China launches Kuafu-1 satellite to unravel secrets of the Sun
(GS Paper 3, Science and Tech)
Why in news?
- After successfully integrating its under-construction Space Station and approving the next phase of its lunar missions, China has launched a new observatory that will look into the Sun.
- The Advanced Space-based Solar Observatory (ASO-S) was launched onboard a Long March-2D rocke from the Jiuquan Satellite Launch Center in northwest China.
Key Highlights:
- Nicknamed Kuafu-1, after a giant in Chinese mythology who chased the sun, the observatory has been placed in an orbit about 720 kilometers above the planet, higher than the orbit of the International Space Station.
- With the satellite now placed into orbit, a six-month-long commissioning phase will begin, after which science operations will commence.
- The spacecraft will study the causality between the solar magnetic field and two major eruptive phenomena: solar flares and coronal mass ejections.
Instruments onboard:
- Kuafu-1 has been launched with three major instruments, which include the Lyman-alpha Solar Telescope (LST), the Hard X-ray Imager (HXI), and the Full-disk Vector MagnetoGraph (FMG).
- The scientific objective for the mission has been described as 1M2B, where M refers to the solar magnetic field and two Bs are for two violent bursts, the solar flares and coronal mass ejections (CMEs).
- The spacecraft will work for 96 per cent of the year, and since it is placed outside the planet, it will not be affected by Earth's atmosphere.
- ASO-S is capable of probing the Sun 24 hours daily for most of the year. Its longest daily time-out is no more than 18 minutes when briefly running through the shadow of Earth each day from May to August.
Significance:
- Designed to remain in service for four years, the mission will beam back about 500 gigabytes of data every day. China's new mission will reveal the secrets of the Sun and reveal new characteristics that propel solar flares and coronal mass ejections.

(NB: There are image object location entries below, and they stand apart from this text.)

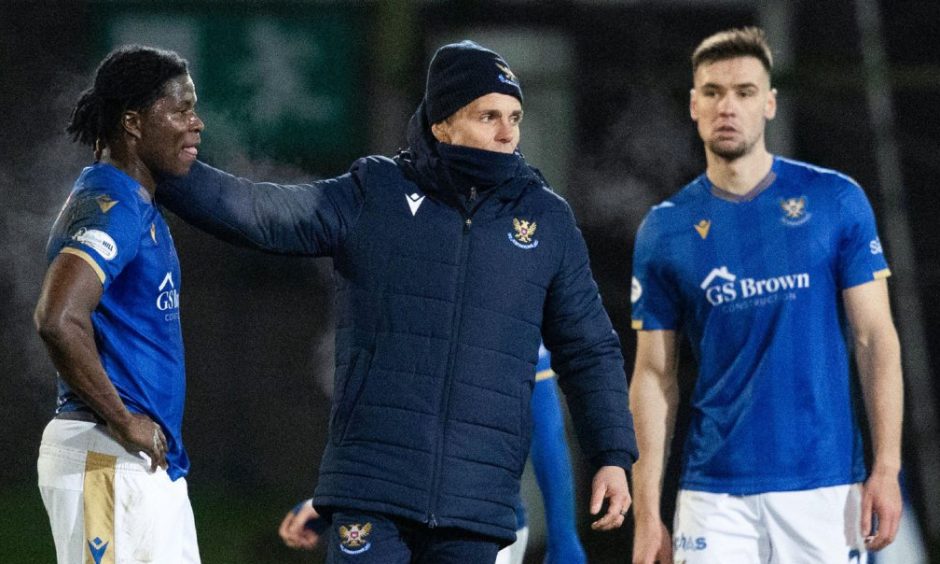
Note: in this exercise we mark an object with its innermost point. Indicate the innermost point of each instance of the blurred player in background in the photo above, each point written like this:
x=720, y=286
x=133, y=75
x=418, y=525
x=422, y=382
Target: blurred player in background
x=302, y=526
x=112, y=463
x=756, y=261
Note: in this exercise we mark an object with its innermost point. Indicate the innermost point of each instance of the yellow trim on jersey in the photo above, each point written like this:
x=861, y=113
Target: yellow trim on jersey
x=87, y=258
x=544, y=374
x=98, y=493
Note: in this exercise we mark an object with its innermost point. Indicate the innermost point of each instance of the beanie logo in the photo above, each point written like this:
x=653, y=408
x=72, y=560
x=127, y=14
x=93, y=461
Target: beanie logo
x=507, y=75
x=353, y=538
x=525, y=230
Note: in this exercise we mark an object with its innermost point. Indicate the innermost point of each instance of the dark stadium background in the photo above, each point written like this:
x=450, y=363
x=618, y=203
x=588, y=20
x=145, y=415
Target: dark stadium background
x=606, y=85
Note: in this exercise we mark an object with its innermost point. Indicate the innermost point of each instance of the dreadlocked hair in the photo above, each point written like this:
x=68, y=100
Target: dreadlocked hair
x=131, y=77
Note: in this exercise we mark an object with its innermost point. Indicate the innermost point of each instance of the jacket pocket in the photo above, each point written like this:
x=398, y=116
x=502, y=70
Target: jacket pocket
x=346, y=396
x=525, y=426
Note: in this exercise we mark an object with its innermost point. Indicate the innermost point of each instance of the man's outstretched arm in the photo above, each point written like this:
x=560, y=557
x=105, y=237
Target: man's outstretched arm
x=878, y=355
x=654, y=397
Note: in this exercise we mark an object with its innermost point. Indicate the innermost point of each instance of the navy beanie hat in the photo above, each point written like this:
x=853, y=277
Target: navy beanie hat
x=462, y=72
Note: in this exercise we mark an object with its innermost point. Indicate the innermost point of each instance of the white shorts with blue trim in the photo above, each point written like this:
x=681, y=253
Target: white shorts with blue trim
x=821, y=525
x=104, y=504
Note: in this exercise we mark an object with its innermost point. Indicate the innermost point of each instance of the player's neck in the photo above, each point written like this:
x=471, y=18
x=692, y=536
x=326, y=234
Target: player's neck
x=129, y=164
x=739, y=176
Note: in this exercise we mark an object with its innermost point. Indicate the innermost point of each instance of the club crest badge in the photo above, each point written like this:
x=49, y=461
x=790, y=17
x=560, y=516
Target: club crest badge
x=702, y=228
x=353, y=538
x=97, y=548
x=794, y=211
x=524, y=231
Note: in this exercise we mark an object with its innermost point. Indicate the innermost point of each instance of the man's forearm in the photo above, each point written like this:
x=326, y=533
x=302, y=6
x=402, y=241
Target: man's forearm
x=72, y=349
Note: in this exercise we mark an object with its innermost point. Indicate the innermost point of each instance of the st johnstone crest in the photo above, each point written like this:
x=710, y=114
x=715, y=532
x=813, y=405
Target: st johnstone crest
x=794, y=211
x=353, y=538
x=524, y=231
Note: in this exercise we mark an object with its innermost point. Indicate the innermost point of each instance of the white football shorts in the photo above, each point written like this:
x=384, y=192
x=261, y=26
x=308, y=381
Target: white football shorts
x=104, y=504
x=514, y=553
x=818, y=526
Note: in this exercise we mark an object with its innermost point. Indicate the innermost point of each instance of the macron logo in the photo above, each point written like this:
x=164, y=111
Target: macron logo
x=718, y=273
x=414, y=202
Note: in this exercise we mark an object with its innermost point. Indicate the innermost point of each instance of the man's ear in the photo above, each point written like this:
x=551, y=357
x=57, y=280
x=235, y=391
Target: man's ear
x=439, y=130
x=131, y=123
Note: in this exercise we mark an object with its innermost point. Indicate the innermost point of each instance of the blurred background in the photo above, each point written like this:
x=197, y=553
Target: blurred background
x=293, y=90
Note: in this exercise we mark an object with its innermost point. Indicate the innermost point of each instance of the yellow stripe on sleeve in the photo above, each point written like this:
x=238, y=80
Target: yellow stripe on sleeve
x=87, y=258
x=544, y=374
x=98, y=492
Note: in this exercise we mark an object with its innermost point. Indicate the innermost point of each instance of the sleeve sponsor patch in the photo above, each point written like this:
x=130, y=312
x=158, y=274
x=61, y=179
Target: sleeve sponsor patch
x=98, y=241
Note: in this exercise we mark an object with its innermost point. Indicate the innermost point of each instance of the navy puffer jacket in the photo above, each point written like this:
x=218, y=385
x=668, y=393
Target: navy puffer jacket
x=441, y=303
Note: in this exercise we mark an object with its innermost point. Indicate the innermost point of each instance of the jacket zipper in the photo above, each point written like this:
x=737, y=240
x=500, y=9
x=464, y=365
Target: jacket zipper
x=438, y=473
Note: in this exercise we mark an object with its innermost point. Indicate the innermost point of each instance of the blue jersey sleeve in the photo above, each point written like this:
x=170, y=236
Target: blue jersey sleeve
x=553, y=468
x=653, y=299
x=101, y=228
x=300, y=219
x=586, y=355
x=861, y=258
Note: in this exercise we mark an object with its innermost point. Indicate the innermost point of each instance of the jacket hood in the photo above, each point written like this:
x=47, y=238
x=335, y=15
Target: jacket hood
x=424, y=164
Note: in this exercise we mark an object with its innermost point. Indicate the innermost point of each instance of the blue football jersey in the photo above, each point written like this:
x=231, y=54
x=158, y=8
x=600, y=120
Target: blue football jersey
x=110, y=221
x=755, y=284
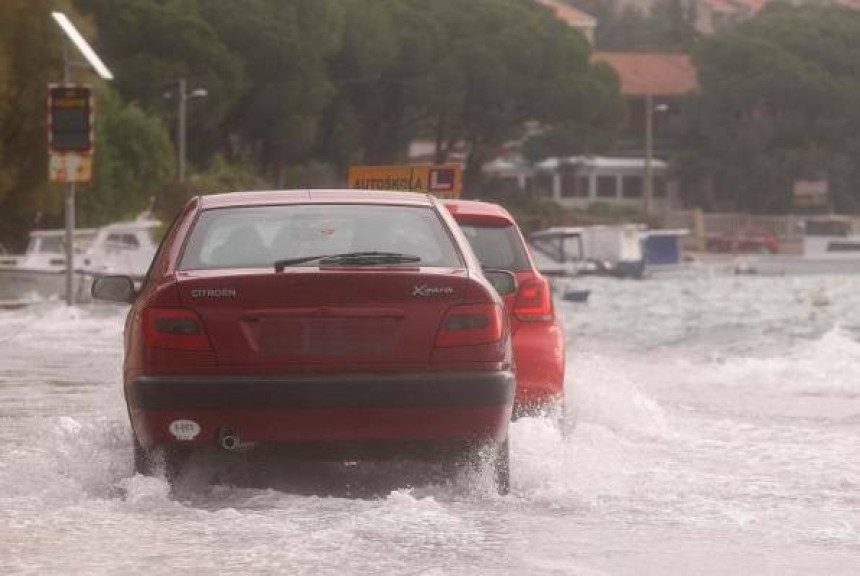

- Astronomers have long been trying to better understand these phenomena, which affect space weather and their understanding is critical to saving assets in space like the International Space Station and astronauts.
Similar missions by other nations:
- Kuafu is the fourth big mission exploring the Sun after Nasa Parker Solar Probe, which has been getting closer to the Sun alongside European Space Agency's Solar Orbiter and China's own Xihe probe, which was launched in 2021.
- India is also planning to launch a mission dedicated to the Sun, the Aditya L-1 mission will launch next year.